Read the instructions carefully and be aware of the US measurements
The first annoying thing for any British root beer fan was the instructions quoting measurements in gallons, cups, quarts, Fahrenheit and just to be extra awkward, litres as well. I had to do some web research to calculate the proper measurements.
Secondly, which was may fault, was forgetting to make sure my large saucepan had been properly washed and clean. A previous night's meal of rice was still stuck to the pan even after the dishwasher had tried its best. This resulted in some floaty white bits.
Finally, I poured in the whole supplied packet of yeast when it only needed a fraction of it! D'oh! This meant I had to buy some more Active Dry Wine Yeast from a local homebrew shop i.e. not the sort of thing that can be easily bought from a supermarket.
My second go at making this root beer went to plan. Used the yeast I had bought to replace the one supplied, and inserted the flavouring agent as directed. Dividing up the sugar was slightly tricky with the US to Euro conversion. It was quite frightening to see how much sugar went into mixture! Also, I used an electronic thermometer to make sure the water was at the right temperature. The two 2 litre bottles had their fizz after about two days (at room temperature) and were then placed in the fridge.
The ingredients I used to make my first batch were:
- 2 x 2 litre bottles of supermarket spring water (only 18p each)

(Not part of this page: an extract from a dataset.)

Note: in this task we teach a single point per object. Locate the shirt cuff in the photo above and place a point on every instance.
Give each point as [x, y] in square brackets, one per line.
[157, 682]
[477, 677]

- Half required mixture of dark brown unrefined cane sugar
- Half required mixture of white granulated sugar
Finally, when the bottles were chilled enough, I had my first taste. There was a weak flavour of root beer but it was just very disappointing with the lingering aroma and taste of sickly, yeasty brown sugar. I had one glass from both bottles and poured the rest away.
For this first attempt I rate this a low score but maybe some different types of sugar combination will raise the score next time.
Value for money?
At £15.99 for its claimed do-it-yourself 9 litres its good if you take the average imported bottle as £1.89 (i.e. 3 times more in volume). However, the yeast I bought to replace it cost £2 per sachet (which is more than enough for 9 litres), a small funnel which must cost a maximum of £1 which leaves just the root bear flavouring extract. Its this soda flavour extract that seems to be the only item you're buying at premium due to it not available in the UK. Expect another review of my own homebrew 2.0 soon.